Bitcoin.org, the prominent informational site dedicated to educating and facilitating the understanding of the Bitcoin [BTC] ecosystem, has been compromised again. The site shows a pop-up shows a message inviting the visitors to send money to a BTC wallet claiming that the funds will be doubled and sent back.
The message further read that the “Bitcoin Foundation” is giving back to the community and that the offer is limited to the first 10K users. It also includes a QR code and an address below.
Additionally, only the homepage of Bitcoin.org appears to have been functional, while the other pages, including FAQs, show a 4040 error.

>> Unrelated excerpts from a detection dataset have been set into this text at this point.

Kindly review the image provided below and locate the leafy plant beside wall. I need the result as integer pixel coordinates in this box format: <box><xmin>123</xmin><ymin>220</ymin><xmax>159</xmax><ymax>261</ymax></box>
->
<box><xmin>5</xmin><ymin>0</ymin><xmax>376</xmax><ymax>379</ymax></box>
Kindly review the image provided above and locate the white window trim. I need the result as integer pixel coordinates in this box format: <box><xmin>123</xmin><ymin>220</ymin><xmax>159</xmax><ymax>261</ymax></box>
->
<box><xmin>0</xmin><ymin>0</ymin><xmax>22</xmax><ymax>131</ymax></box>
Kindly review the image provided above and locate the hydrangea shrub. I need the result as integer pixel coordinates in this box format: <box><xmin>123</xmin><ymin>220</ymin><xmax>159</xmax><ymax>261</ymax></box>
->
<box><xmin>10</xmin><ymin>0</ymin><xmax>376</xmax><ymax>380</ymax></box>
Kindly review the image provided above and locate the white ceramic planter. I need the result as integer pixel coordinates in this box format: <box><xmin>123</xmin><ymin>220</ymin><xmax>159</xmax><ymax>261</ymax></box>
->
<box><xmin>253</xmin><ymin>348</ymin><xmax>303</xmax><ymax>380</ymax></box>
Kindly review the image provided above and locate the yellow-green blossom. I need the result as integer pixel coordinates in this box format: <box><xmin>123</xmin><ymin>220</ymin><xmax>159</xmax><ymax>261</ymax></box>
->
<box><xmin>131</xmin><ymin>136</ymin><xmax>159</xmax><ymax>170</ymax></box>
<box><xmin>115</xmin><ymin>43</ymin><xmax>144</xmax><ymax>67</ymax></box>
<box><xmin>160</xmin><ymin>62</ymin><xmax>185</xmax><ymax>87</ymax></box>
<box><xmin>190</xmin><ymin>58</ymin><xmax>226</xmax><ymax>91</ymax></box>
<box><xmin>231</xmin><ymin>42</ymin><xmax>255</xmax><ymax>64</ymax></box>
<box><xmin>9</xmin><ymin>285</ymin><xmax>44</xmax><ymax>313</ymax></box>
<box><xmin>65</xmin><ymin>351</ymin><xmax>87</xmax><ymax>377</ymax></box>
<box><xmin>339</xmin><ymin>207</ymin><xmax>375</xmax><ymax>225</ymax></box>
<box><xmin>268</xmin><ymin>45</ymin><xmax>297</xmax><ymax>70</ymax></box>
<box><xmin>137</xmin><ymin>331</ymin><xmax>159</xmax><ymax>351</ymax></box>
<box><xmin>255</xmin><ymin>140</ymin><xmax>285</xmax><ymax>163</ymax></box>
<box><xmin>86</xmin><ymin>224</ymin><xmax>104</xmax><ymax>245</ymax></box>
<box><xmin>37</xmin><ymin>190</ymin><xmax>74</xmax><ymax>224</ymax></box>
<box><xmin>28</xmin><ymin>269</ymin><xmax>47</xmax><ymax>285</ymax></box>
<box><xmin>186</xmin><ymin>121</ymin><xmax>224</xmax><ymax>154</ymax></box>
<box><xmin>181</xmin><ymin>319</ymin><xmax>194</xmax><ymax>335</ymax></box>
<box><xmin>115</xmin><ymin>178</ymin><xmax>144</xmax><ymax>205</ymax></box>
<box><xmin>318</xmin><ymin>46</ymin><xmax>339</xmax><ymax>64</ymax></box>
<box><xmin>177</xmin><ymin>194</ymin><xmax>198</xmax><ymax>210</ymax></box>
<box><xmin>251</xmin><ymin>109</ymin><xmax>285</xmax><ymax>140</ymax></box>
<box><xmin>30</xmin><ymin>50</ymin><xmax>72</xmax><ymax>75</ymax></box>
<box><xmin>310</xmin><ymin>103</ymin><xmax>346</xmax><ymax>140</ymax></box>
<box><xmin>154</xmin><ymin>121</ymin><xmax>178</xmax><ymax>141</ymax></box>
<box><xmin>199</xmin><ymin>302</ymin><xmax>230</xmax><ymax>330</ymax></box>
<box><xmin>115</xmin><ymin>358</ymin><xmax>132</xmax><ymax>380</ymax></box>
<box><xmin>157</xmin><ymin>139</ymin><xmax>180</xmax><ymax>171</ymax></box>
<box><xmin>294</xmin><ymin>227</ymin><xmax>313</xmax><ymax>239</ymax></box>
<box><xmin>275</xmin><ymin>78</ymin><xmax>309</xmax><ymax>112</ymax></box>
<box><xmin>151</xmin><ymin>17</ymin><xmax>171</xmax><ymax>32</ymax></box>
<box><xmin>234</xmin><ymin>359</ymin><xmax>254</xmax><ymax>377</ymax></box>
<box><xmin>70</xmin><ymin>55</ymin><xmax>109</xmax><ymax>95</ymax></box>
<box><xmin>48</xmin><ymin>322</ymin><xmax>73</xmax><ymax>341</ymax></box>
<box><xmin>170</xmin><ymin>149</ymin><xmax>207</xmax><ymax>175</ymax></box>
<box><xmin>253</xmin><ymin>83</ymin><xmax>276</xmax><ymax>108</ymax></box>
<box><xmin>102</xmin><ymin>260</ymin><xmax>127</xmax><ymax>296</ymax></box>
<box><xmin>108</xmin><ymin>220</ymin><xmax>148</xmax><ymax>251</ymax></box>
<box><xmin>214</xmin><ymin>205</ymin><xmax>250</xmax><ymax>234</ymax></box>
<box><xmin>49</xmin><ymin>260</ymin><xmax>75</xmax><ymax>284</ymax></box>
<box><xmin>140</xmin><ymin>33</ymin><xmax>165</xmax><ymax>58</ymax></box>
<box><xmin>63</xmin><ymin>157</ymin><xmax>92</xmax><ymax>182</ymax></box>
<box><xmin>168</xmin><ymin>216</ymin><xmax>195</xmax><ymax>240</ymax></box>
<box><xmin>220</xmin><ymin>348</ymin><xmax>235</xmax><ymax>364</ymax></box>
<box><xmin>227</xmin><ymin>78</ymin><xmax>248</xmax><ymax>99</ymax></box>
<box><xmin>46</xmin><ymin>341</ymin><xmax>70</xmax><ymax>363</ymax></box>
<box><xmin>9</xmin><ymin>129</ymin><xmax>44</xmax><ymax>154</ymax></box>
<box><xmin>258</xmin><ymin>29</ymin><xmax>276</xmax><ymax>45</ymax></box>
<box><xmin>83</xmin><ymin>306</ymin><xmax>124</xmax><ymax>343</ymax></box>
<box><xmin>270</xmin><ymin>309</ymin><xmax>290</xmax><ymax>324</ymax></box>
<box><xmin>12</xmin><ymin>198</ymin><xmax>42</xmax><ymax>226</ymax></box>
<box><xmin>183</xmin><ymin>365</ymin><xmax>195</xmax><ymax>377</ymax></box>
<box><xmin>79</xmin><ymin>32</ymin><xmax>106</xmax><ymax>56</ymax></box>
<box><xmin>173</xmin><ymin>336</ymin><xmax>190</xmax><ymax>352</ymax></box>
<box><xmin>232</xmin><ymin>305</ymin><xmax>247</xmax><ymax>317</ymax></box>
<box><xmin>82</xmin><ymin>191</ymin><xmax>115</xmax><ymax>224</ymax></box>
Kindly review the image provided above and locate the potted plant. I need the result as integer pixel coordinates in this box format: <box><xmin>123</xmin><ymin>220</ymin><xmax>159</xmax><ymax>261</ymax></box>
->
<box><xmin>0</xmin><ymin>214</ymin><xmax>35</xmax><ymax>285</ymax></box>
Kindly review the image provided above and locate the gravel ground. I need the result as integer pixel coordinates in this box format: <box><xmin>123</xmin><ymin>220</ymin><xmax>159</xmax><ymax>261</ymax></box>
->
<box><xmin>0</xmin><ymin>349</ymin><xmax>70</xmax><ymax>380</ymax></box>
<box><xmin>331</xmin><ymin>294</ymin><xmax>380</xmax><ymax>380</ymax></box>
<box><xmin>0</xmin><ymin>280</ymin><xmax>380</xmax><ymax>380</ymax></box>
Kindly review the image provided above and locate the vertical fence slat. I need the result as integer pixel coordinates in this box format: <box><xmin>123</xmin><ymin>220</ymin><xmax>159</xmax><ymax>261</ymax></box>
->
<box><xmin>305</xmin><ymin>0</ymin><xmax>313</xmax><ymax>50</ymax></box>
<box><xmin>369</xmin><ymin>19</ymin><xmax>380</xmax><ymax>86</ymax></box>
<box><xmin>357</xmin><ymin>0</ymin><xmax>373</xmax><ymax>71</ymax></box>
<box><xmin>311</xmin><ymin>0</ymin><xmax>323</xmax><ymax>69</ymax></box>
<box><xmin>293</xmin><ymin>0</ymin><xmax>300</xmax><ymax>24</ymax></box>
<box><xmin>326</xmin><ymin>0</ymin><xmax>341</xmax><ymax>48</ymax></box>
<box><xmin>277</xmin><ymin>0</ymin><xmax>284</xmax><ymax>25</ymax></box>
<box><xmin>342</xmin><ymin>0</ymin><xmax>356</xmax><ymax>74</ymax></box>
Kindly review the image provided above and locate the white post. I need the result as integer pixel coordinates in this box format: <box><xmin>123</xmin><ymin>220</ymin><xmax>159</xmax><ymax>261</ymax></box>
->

The website’s pseudonymous owner, “Cøbra,” confirmed the news and said that the site might be down for a few days. His tweet read,
“Bitcoin.org has been compromised. Currently looking into how the hackers put up the scam modal on the site. May be down for a few days.”
This isn’t an isolated event. Giveaway scams are rampant on the micro-blogging site Twitter as well as Youtube, and several victims have fallen lost significant funds after sending their tokens in hopes of getting more in return. In fact, both Ripple’s CEO Brad Garlinghouse and Apple Co-founder Steve Wozniak have sued YouTube over the fraudulent content. However, not much has changed.
Bitcoin.org is an open-source project and is home to Bitcoin Core, the most popular software version of BTC’s code. It supports the development of the world’s largest cryptocurrency and also serves as a directory to make tools more accessible that are needed to start transacting in BTC.
The website, which is the oldest education resource site registered in 2008, also aims to promote new users to adopt cryptocurrency and start transacting from any corner of the globe without worrying about traditional rules. However, of late, the site has been at the receiving end of several controversies.
Earlier in June, the self-proclaimed Satoshi Nakamoto and BSV advocate Craig Wright won a legal battle claiming copyright infringement on the part of the website for featuring the BTC whitepaper after the pseudonymous owner chose not to mount a defense.
Just days after the UK courts ordered Bitcoin.org to stop hosting the whitepaper over copyright infringement, the site faced a massive ransomware attack, where the hackers wanted a ransom of 0.5 BTC. Last year, the site was hit by another Distributed Denial of Service [DDoS] attack when the entire crypto market was just getting started on the bull run. It remained inaccessible for a couple of hours.